You can see that the implementation involves a lot of steps of various difficulty that touches different areas — from dealing with infrastructure to writing pure languages analysis algorithms. However, being highly declarative language, Haskell allows us to implement the above plan in a modular way. With the usage of the
ExceptT concept we managed to create a nice architecture where all that different components work smoothly together and we can get the control of error handling in a convenient and extensible way in terms of the described system.
Furthermore, we are separating pure logic as per the Haskell best abilities. The “pure” stages such as diff building, result evaluation and versions manipulations are completely isolated. That gives us the opportunity to provide reliable testing (both unit and property) which could be useful in feature shipping in the future as well.
Eventually, we were able to achieve MVP state of
policeman in just two days. Below you can find an example of the Policeman’s work on some local changes for the relude package:
Initially, we were considering to parse source code of the Haskell files and compare abstract syntax trees to detect the semantic difference between the given two versions. Unfortunately, this approach is not capable of handling some edgy cases, so it won’t be able to work with some packages. That is the reason why we decided to go with the HIE files as a source of truth for Policeman in the long run. We are not interested in fake evidence 🕵️.

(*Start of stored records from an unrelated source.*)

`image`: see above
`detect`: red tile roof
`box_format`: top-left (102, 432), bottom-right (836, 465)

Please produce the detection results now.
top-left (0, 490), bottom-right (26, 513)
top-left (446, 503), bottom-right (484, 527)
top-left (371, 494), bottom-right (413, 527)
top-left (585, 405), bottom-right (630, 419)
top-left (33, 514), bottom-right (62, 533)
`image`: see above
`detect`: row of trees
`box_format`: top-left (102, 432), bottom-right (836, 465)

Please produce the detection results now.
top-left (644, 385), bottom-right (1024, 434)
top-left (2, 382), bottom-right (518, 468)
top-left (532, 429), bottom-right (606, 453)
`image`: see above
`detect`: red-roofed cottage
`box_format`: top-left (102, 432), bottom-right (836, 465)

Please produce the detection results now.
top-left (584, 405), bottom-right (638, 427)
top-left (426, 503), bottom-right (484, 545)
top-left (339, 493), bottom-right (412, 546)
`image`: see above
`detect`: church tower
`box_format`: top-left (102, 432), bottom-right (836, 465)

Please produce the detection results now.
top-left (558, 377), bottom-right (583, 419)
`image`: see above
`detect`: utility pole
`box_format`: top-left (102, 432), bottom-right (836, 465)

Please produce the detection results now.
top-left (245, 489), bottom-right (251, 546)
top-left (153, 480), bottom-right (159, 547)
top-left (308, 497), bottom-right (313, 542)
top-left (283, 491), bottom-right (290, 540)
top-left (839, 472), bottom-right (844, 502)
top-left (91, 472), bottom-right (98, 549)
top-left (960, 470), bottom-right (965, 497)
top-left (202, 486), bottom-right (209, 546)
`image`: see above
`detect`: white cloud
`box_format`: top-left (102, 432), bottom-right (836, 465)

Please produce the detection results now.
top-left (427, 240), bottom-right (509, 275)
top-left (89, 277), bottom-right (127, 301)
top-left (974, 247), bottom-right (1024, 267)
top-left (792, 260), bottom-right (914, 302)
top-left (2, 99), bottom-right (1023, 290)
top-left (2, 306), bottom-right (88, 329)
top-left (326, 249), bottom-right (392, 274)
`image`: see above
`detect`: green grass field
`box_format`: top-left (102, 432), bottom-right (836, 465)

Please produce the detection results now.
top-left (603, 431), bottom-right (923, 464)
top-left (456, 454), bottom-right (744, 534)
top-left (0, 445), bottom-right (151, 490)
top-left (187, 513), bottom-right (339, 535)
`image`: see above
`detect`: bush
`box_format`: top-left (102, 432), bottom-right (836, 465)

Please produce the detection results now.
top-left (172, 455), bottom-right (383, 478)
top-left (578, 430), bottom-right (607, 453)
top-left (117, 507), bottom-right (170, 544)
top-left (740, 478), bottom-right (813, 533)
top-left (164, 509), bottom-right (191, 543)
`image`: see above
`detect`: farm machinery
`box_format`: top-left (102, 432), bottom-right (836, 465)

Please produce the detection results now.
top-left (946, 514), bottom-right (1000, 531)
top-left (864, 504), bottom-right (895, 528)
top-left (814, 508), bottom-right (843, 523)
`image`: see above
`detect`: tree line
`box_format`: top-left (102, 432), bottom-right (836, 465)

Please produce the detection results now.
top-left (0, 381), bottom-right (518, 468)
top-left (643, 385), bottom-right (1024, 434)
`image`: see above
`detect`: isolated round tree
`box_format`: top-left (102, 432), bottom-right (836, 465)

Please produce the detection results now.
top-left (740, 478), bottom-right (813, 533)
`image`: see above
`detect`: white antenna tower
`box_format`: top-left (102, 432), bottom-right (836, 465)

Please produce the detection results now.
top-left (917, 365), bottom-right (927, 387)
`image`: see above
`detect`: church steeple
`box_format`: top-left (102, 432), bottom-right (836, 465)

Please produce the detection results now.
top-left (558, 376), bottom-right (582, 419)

HIE files are so useful that we decided to dedicate a whole section to them and to their usage in our project, and the role in Haskell tools of the future. They were introduced in GHC-8.8 with the goal to help IDEs and Haskell tooling in general. For example, ghcide already uses HIE files to provide smooth IDE experience. HIE files contain syntactic and semantic information collected by GHC during compilation about Haskell source code files, which can be used for various analysis purposes. Thereby, instead of parsing source code by specifying all required options from the
.cabal files, dealing with CPP and custom preprocessors, collecting location info from dependencies, one can just take all this information from the files created by GHC specifically for the purposes of making the Haskell tooling writers’ lives easier.
HIE files are binary files with the
.hie extension. They are not generated by default, in order to produce them you need to pass
-fwrite-ide-info flag to GHC. By default, they are put into the local build directory, but you also can use the
-hiedir option to specify the output directory (which we do in
policeman). Since these files are binary, you cannot easily open them in a text editor and immediately understand their content. You can use the HieDb tool to query information about those files. If you want to analyze their content programmatically, you can add GHC as a library to the dependencies of your project and decode HIE files by a function call. In Policeman, we go for the second option and parse the content to extract the relevant information. Specifically, we are interested in the exported data types and functions and AST of exposed functions. Fortunately, HIE files provide this information in an easy-to-work-with way.
For now, Policeman builds the current and the previous versions of your package to generate
.hie files. But we hope that the process of automatically creating GHC-generated IDE information will become more common and those files will be available immediately for processing. And we are looking forward to helping this feature become more popular.
In the end, we want to add a few words about the Hackathon experience generally. A dedicated hackathon is a wonderful place to focus on something that you wanted to build for quite a long time. We managed to finalise the idea, create a plan for work and finish working MVP at this event. Quite productive!
As a pleasant bonus, you get to see a lot of people sharing your ideas and debate on decisions, tasks, and overall Haskell. So do try to get to one of such events. Hope to see you on the following Haskell Hackathons, cheers!